Density functional study on noncovalent functionalization of pyrazinamide chemotherapeutic with graphene and its prototypes

Abstract

We perform density functional studies to comprehend the structure and energetics of the interaction of the drug pyrazinamide (PZA) with graphene-based nanomaterials using a noncovalent functionalization approach, followed by molecular docking on the PZA–nanosheet system with the pncA protein. The structural deformation within the nanosheet induced by adsorbed PZA, adsorption energies and global reactivity descriptors are compared for the studied systems at all probable adsorption sites.

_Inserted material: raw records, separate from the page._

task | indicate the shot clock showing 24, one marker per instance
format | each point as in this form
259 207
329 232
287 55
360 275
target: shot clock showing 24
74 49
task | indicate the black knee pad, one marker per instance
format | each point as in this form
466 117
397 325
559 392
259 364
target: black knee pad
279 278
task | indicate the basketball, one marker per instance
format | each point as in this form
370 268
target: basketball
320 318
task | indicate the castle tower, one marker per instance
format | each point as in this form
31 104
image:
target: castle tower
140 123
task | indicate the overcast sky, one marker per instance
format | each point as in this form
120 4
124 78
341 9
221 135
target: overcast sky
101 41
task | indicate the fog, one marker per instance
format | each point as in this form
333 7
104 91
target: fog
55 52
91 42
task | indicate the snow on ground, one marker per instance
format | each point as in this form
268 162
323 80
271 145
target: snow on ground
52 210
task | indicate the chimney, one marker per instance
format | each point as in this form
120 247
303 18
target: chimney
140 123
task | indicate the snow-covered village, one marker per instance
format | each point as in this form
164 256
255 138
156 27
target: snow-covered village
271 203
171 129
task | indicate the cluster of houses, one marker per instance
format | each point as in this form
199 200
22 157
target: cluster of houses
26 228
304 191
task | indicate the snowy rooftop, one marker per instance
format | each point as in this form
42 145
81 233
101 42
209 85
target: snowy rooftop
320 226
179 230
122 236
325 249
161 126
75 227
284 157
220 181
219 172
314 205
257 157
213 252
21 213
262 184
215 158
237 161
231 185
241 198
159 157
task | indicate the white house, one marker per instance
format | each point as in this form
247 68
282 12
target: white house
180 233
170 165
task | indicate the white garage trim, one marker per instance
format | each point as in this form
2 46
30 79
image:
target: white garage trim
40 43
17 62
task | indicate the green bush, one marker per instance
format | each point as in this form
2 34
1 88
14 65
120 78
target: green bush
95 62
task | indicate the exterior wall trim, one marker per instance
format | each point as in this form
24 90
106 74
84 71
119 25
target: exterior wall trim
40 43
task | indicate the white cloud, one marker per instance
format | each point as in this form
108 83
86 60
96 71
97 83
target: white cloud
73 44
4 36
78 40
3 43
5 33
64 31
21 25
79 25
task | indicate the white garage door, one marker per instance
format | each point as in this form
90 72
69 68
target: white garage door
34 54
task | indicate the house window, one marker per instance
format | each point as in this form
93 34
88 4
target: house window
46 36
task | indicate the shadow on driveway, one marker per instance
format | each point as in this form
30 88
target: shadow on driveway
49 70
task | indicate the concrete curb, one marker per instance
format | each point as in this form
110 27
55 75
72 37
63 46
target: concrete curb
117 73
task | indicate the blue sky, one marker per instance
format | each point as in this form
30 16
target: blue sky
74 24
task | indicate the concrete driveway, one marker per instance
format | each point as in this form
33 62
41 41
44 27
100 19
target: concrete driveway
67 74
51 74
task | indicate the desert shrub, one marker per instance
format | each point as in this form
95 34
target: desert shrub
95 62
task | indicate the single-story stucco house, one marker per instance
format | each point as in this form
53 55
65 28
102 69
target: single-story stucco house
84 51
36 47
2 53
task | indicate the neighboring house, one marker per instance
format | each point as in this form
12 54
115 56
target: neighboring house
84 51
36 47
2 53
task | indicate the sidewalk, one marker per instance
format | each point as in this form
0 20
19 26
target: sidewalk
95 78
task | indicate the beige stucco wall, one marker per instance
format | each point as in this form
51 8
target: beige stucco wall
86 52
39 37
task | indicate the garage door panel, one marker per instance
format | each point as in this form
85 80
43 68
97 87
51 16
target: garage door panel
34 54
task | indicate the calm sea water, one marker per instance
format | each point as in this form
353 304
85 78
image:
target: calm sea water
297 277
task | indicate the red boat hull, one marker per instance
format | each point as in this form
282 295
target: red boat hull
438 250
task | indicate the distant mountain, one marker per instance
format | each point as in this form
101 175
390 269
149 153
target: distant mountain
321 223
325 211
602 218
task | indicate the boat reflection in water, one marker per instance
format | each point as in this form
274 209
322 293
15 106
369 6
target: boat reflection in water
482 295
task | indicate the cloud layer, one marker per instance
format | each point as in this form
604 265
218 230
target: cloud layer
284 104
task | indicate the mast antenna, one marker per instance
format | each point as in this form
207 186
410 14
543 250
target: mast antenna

Significant crumpling of the nanosheets is observed upon adsorption of PZA, with the effect being more pronounced for defect modified, BN and Stone–Wales (SW) defect nanosheets. The inclusion of dispersion corrected DFT (DFT-D) calculations takes into account the weak noncovalent van der Waals π–π stacking and the variation of adsorption energy, energy gap and dipole moment are compared with the results of DFT–GGA. Docking studies help in predicting the plausible binding mechanism between nanosheet–PZA systems and pncA protein and suggests that PZA loaded onto the nanomaterials facilitates the target binding of the drug within the protein. Interestingly, presence of nanosheets does not induce any major structural deformation in the protein, with the interaction between ligand and receptor being mainly hydrophobic in nature, and the doped nanosheets are found to be better docked compared to perfect sheets.